Wednesday, June 13, 2012

Understanding “Sequestration”

Last year, Congress and the President worked together to pass the Budget Control Act of 2011 (BCA) to address immediate and long-term fiscal concerns for our nation. (Read Generations United’s full statement on the BCA.) Because Congress couldn’t agree on how to cut the federal budget, automatic across the board cuts – known as sequestration - will kick in in January 2013.

These automatic cuts will be applied in a 50-50 split between defense and non-defense spending. This represents $54.7 billion in domestic spending which will be cut from a wide range of programs, including programs that are vital to children, youth and older adults.

Sequestration will affect both mandatory and discretionary domestic funding sources. Mandatory cuts will include:

  • Cuts in Medicare payments to providers and insurance plans; those cuts are limited to 2 percent of such payments in any year, or $11 billion in 2013.  This means that Medicare providers will continue to bill Medicare in the normal way but will be reimbursed at a rate of 98 cents on the dollar.
  • About $5.2 billion in cuts in the other mandatory programs, the biggest of which supports farm prices; other affected programs include student loans, vocational rehabilitation, mineral leasing payments, the Social Services Block Grant, and dozens of smaller programs.

Other domestic programs, which are funded through discretionary spending, would face even more drastic cuts of $35.5 billion – or 8.4%. The bulk of the cuts to domestic spending would be to important programs for children, youth and older adults. These include Head Start and K-12 education funding, the Low Income Home Energy Assistance Program (LIHEAP), employment and nutrition programs for older adults, and funding to implement the Affordable Care Act.

(For a listing of projected cuts, see the Coalition on Human Needs’ report Self-Inflicted Wounds: Protecting Families and Our Economy from Bad Budget Choices.)

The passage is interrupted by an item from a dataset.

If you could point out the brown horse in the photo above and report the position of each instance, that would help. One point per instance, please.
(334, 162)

Congress is currently discussing ways to avoid sequestration, but some proposals would protect defense spending at the expense of even deeper cuts to domestic programs, or even those exempted from cuts under the BCA (such as, Medicare, SNAP, and Temporary Assistance for Needy Families (TANF)).

Generations United urges Congress and the President to protect our nation’s most vulnerable and invest in our country’s future by supporting proposals which would provide adequate revenue to address the needs of our citizens.